勇者様は俺たちの方に背を向けているから、どのようなお顔をされた方なのかは分からない。だが、そのほっそりとした肩に俺の目は釘づけになった。
あんな華奢な女性が、この世界のために戦おうとしているのか。
胸が不意に熱くなった。
俺が感動している間に、彼女の手から巨大な竜巻が生まれた。それは、目標である的を見事に粉砕し……。
いや見事すぎて、的を木端微塵に砕いた後、こともあろうに俺たちの方に向かってきた。マジかよ!!!!
まぁ、俺だって腐っても近衛騎士だ。身のこなしには自信がある。さっさと竜巻の進路になりえない方向へと移動した。他の見物人たちも同様だ。
だが、勇者様の竜巻は俺たちの予想をはるかに超えて凄かった。あり得ないことに、方向転換して再び俺たちの方向に向かってきた。冗談だろ、おい!!!
「ダメーー!! 止まってーー!!」
遠くから切羽詰ったような声が聞こえた途端、ふっと竜巻が消えた。
凄い。
いや、何が凄いって、こんな巨大な竜巻を起こせるのも凄いし、それを一瞬にして消せるのも凄い。高位の神官だってこんなでかい術を使える奴はいないだろう。出来るとしたら聖女様ぐらいだが、かの方は攻撃に関する術が苦手だと公言してはばからない方なので、それが謙遜でなく本当だとしたら、この国で一番大きな攻撃術を使えるのは、勇者様だろう。

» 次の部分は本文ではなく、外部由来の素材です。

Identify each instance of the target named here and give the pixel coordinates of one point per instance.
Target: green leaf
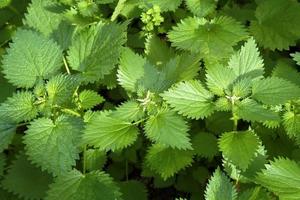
(77, 186)
(167, 161)
(4, 3)
(291, 123)
(247, 62)
(26, 180)
(166, 5)
(60, 89)
(180, 68)
(95, 159)
(118, 9)
(63, 35)
(282, 177)
(31, 57)
(157, 50)
(239, 147)
(296, 57)
(205, 145)
(274, 91)
(242, 88)
(190, 99)
(201, 8)
(131, 69)
(271, 29)
(187, 66)
(154, 80)
(54, 145)
(249, 175)
(200, 35)
(20, 107)
(219, 78)
(169, 129)
(2, 164)
(41, 18)
(89, 98)
(220, 187)
(128, 111)
(100, 39)
(287, 71)
(7, 132)
(107, 133)
(133, 190)
(256, 193)
(250, 110)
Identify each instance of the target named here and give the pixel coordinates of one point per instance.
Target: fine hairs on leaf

俺は呆然と、彼女を見つめた。目の前で起こった奇跡のような出来事を俺はどう心に納めるべきか迷っていた。
あの細い肩にのしかかった重圧を気の毒だと思っていいのか、恐ろしいほど強大な力を危険視していいのか、純粋にこの方を遣わされた神と聖女様と聖剣に感謝を捧げればいいのか。

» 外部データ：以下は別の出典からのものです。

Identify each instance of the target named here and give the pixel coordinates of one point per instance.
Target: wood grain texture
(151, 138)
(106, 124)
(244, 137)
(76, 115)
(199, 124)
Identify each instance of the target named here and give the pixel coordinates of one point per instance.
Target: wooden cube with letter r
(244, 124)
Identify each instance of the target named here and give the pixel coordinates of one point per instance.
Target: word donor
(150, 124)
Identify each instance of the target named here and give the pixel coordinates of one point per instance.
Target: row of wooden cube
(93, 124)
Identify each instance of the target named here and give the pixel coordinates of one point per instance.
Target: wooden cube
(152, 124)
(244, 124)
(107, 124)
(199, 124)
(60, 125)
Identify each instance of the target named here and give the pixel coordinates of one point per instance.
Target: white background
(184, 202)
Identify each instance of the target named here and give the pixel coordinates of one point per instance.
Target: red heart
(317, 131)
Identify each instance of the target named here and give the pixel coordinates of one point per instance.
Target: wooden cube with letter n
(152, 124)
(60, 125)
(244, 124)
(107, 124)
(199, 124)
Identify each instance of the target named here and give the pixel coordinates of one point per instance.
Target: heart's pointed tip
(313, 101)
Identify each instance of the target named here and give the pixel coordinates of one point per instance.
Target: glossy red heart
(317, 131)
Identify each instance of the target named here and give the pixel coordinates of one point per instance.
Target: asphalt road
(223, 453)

いやその全部だ。全部がごちゃまぜになって心の中を駆け巡る。
動揺する視線の先で、副団長が何か彼女に告げて去っていった。勇者様は彼にぺこりと頭を下げると、真っ直ぐに俺たちの方にやって来た。
「あ、あの!」
おずおずと声をかけられて、俺は我に返った。
「は、はい! 何でしょうか!」
答える声が上ずってしまった。情けない。近衛騎士たるもの、もっと泰然としなければ! 恥ずかしさに顔が熱くなる。
「あの、えっと。お怪我はありませんか? 本当にごめんなさい」
「いえ、全く。お気遣いありがとうございます」
よし。よくやった俺! 今度は上ずりも、どもりもせずに答えられたぞ。
「本当ですか? 良かった!!」
それまで不安そうにしていた勇者様の顔が、ぱっと明るくなんて、花がほころぶように微笑んだ。午前中の訓練の厳しさを物語るように、彼女の体はあちこち土にまみれていて、顔にも汚れがついている。だが、それすらも彼女の魅力を引き立たせている。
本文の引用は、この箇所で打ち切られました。